Tu fais ce travail ?

Ça m’intéresse oui. C’est comme cela que j’ai découvert qu’il est quasi impossible de faire la différence entre de la musique grecque traditionnelle et du klezmer traditionnel dans les années 30 alors que, maintenant, si tu écoutes du klezmer et un groupe tzigane de Roumanie, ça n’a rien à voir.

Est-ce que le klezmer est un peu comme folklore breton qui a été ressuscité dans les années 70 ?

Je ne sais pas. Il faudrait savoir si le folklore breton a subit une interruption totale pendant un certain temps. Ce qui est particulier dans la musique klezmer, c’est qu’elle a totalement arrêté d’évoluer dans les années 30. Lorsqu’elle est ensuite revenue dans les années 70, elle était totalement différente. La musique tzigane, elle, a toujours évoluée de manière linéaire en traversant plein de petites étapes jusqu’à maintenant. C’est ainsi que s’est creusée la différence entre les années 30 et maintenant.

Il est en de même si on écoute Sydney Bechett et les jazzmen actuels.

De même si tu écoutes Naffule Brandwein en 22 et le klezmer de maintenant.

Le klezmer est une redécouverte, pas le fruit d’une évolution naturelle. Lorsqu’on fait une redécouverte, l’idée est d’abord de réapprendre à jouer exactement comme on faisait avant. Les arrangements de D. Krakauer[4] n’ont rien à voir avec le classique, le funk, le hip-hop, ils ne sont pas le fruit d’une évolution naturelle. Il y a quelque chose de spécial.

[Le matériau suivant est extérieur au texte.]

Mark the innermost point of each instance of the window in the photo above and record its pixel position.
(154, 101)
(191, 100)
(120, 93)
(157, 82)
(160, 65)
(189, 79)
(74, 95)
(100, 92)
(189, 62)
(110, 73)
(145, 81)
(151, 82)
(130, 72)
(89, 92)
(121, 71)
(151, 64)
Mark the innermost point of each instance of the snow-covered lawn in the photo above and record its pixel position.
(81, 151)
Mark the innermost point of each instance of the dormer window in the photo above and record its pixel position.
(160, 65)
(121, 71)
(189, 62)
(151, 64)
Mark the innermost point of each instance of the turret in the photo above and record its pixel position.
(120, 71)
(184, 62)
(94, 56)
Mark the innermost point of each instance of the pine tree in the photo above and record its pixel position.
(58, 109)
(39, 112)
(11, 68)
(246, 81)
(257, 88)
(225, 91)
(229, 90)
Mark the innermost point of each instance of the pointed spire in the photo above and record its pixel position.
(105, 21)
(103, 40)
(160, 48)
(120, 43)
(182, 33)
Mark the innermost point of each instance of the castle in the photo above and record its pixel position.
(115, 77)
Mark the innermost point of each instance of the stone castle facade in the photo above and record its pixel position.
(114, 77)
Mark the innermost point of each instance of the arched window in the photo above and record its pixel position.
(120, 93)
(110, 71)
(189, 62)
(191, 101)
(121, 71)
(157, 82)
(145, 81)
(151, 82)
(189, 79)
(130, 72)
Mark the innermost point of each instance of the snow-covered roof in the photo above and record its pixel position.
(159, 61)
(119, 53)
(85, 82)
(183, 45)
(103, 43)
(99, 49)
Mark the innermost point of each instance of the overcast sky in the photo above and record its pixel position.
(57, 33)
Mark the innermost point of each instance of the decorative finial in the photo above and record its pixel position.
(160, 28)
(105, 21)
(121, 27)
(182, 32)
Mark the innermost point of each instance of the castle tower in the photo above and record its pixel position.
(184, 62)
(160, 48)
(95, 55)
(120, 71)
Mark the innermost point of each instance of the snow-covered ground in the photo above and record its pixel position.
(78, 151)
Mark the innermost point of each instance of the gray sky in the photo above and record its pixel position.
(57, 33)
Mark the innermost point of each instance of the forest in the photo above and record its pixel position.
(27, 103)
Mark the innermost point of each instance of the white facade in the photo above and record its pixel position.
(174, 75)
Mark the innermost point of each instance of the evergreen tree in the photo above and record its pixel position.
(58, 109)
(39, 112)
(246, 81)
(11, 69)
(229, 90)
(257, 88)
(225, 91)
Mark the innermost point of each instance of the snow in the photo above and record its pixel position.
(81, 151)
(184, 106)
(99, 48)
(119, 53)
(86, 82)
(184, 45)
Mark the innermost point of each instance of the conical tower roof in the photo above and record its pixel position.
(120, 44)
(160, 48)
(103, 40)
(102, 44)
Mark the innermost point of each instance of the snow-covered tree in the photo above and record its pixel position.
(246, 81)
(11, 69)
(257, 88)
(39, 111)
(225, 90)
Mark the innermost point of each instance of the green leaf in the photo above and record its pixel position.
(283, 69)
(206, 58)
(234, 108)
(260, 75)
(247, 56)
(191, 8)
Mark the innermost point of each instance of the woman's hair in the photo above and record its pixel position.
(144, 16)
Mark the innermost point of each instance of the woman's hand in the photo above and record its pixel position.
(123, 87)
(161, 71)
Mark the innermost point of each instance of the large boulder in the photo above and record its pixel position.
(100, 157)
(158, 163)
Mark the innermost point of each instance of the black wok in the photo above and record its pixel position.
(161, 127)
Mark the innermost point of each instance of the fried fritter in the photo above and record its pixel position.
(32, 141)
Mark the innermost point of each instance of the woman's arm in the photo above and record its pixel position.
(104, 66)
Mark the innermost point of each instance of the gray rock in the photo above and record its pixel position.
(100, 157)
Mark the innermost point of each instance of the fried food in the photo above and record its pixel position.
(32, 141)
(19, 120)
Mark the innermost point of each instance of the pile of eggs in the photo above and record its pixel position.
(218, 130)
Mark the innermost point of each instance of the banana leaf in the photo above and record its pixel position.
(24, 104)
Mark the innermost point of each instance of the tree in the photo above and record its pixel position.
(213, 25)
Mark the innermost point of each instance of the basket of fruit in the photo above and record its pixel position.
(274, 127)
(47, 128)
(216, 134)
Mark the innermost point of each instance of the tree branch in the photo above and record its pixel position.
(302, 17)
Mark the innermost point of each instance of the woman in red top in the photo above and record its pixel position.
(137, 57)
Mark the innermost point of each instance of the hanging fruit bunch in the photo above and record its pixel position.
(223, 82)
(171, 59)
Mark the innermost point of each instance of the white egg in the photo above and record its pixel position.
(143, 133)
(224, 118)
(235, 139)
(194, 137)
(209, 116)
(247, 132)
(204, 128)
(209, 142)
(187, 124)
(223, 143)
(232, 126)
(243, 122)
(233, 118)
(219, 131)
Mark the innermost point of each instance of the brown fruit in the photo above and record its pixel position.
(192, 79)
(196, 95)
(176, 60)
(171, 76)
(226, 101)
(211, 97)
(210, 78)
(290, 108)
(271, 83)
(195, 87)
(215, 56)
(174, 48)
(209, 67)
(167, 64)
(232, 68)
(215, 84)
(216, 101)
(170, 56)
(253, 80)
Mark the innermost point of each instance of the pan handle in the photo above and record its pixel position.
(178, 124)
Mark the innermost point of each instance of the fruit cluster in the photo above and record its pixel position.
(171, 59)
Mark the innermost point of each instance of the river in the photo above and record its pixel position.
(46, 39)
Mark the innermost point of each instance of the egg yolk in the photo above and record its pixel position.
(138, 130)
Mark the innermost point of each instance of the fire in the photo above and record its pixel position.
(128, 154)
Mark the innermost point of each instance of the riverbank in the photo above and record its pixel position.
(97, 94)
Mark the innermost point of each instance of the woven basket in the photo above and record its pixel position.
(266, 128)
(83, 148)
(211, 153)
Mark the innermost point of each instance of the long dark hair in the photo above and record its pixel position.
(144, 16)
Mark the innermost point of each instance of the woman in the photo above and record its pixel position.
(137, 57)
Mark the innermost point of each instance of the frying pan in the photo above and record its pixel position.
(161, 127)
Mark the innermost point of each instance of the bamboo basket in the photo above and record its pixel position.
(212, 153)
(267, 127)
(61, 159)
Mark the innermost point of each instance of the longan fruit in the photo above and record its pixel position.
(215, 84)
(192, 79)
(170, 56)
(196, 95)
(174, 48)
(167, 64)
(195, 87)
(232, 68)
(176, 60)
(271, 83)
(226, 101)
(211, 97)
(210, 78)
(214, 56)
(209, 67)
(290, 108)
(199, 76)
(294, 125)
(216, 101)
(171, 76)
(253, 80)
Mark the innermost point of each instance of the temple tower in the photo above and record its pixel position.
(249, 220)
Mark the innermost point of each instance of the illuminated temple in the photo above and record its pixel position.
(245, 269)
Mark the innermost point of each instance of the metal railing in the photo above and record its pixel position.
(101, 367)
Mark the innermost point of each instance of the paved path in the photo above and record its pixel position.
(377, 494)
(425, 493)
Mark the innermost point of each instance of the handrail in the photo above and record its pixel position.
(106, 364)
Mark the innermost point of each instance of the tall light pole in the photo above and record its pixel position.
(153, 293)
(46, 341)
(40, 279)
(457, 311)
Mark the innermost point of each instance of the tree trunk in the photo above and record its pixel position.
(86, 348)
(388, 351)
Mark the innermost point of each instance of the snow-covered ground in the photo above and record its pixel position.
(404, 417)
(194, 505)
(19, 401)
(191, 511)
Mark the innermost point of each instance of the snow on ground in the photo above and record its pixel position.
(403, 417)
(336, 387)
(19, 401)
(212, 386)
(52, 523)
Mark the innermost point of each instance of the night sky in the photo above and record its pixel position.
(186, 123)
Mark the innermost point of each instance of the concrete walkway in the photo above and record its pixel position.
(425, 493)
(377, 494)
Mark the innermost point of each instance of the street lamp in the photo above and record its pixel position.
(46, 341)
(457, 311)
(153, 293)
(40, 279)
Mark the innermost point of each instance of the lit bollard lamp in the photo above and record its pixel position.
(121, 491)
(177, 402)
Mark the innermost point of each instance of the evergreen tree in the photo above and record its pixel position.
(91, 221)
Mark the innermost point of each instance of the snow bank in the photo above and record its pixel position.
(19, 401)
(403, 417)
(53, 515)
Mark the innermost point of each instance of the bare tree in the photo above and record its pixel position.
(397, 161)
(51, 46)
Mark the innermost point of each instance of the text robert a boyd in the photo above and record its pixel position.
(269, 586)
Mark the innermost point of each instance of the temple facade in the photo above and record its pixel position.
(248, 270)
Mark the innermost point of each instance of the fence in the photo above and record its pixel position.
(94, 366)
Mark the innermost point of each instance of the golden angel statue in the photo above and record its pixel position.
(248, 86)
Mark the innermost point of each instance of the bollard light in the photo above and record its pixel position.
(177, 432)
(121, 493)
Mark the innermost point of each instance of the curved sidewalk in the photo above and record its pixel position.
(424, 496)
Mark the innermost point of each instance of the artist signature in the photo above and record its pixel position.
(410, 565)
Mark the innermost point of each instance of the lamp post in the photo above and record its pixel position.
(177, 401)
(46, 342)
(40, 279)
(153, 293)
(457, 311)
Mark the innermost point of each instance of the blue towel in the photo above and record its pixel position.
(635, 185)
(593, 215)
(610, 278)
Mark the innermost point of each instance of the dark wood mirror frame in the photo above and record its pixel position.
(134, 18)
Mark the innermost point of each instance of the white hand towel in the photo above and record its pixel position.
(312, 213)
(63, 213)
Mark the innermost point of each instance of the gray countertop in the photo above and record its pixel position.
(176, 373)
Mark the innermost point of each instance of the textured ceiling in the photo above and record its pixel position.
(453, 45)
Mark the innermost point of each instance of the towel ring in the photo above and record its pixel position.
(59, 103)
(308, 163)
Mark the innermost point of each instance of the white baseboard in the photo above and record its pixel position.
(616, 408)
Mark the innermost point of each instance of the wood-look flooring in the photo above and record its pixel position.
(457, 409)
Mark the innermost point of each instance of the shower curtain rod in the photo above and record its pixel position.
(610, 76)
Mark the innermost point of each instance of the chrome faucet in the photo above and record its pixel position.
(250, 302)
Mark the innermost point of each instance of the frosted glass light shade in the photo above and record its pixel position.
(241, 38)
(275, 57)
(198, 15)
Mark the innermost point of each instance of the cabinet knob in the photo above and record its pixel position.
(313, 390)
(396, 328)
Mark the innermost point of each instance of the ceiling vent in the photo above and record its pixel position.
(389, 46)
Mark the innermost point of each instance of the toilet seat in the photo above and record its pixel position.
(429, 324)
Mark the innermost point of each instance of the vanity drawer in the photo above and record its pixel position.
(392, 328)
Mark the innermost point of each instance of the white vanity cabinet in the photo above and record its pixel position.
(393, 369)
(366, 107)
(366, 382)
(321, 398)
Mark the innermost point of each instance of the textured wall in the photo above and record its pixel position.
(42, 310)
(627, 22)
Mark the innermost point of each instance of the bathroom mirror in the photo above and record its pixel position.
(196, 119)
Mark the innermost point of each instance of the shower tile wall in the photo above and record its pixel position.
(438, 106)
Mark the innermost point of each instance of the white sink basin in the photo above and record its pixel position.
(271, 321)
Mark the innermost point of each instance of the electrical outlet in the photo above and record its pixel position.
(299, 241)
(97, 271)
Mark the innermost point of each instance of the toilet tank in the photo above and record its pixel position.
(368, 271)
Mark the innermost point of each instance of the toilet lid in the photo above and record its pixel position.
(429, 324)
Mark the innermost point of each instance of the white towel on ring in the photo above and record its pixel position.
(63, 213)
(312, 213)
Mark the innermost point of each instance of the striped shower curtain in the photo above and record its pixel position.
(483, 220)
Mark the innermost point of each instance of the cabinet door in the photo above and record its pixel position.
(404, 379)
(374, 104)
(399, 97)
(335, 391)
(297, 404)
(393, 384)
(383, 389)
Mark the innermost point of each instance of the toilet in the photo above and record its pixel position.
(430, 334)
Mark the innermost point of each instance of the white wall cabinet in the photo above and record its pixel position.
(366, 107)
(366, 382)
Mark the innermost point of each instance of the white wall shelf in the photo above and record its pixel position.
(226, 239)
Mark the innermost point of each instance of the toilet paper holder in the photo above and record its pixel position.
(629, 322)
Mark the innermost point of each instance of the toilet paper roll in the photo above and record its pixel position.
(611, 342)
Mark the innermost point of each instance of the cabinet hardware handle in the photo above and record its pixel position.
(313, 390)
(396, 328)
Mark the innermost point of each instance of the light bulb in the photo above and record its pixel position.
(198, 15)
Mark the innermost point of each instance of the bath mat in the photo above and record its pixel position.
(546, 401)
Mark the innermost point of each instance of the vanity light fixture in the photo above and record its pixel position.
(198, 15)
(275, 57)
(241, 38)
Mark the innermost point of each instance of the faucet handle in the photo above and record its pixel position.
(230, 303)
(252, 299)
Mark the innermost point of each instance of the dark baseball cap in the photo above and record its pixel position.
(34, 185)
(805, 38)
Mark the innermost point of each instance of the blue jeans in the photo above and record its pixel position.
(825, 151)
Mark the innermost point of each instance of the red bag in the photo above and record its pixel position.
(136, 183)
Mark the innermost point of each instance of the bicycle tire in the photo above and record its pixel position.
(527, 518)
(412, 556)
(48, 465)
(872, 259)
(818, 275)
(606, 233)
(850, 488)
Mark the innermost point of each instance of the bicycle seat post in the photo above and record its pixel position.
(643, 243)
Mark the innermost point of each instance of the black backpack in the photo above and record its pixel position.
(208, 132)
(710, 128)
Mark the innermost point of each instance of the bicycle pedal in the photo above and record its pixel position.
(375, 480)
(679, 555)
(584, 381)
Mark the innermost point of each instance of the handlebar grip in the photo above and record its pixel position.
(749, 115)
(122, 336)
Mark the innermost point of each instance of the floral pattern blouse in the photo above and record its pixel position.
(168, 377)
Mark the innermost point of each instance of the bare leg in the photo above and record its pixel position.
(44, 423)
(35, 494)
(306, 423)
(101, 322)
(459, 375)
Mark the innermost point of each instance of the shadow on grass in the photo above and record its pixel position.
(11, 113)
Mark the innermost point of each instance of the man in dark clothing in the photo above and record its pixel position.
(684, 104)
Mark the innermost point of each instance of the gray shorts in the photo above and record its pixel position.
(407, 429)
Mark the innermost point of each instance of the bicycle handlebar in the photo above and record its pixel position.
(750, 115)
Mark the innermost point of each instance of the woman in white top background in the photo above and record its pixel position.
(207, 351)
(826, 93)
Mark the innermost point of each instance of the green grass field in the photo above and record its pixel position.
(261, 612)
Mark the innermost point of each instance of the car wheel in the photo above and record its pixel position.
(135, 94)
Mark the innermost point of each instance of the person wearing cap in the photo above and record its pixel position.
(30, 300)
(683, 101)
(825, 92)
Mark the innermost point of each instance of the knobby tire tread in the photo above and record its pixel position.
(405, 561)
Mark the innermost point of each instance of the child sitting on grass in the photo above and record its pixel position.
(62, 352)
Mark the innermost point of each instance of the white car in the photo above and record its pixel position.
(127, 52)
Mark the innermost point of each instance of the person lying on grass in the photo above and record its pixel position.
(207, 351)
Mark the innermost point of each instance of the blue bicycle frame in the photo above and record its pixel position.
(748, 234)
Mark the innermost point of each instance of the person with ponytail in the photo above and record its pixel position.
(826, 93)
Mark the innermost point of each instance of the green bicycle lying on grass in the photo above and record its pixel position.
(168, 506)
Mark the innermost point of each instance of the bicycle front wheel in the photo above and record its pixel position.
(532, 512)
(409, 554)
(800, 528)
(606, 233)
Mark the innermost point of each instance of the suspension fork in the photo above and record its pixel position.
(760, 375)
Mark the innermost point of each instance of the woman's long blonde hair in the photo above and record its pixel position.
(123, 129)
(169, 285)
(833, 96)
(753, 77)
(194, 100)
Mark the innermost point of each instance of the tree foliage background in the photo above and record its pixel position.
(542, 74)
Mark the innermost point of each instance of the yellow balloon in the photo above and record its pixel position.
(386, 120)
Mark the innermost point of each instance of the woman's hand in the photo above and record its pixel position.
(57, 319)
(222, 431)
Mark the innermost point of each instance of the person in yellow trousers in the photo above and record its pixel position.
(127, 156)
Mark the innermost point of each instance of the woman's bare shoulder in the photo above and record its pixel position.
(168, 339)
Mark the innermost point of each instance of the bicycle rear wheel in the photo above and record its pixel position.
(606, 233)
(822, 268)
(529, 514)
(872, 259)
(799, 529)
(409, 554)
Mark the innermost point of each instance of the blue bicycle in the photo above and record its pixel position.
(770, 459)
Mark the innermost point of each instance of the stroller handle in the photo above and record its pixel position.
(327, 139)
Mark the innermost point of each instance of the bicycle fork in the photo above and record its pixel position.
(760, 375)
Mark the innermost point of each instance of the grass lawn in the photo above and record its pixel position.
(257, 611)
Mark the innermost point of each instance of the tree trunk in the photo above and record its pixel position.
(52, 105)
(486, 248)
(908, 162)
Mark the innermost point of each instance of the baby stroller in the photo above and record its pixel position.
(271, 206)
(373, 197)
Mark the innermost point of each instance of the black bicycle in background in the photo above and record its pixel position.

Est-ce qu’à côté de ta pratique klezmer tu as conservé la pratique classique ?

Non pas du tout. Je voulais aller loin dans la manière de jouer à moi, manière qui s’inspire de modes de jeux turcs, balkaniques, grecs, hongrois, roumains, jazz et klezmer, et elle n’est pas du tout compatible avec le classique.

Techniquement tu veux dire ?

Oui. J’ai arrêté le classique aussi parce que je n’ai rien à amener au monde du classique.

Qu’est-ce qui t’intéresse particulièrement dans le traditionnel ? Le rapport à l’instrument est plus spontané ?

Pas forcément plus spontané, plus personnel je dirais. Je m’y sens plus proche de ma manière de chanter intérieurement.

Comment se fait le travail du son ?

De manière linéaire. Ça vient doucement. On écoute des gens, des sons, et ça se fait progressivement. Je ne me force pas, personne ne m’oblige à jouer d’une manière ou d’une autre, petit à petit ça glisse et ça se modifie. En écoutant d’autres choses, de la clarinette turque par exemple, j’introduis des nouveautés dans mes modes de jeu plus anciens.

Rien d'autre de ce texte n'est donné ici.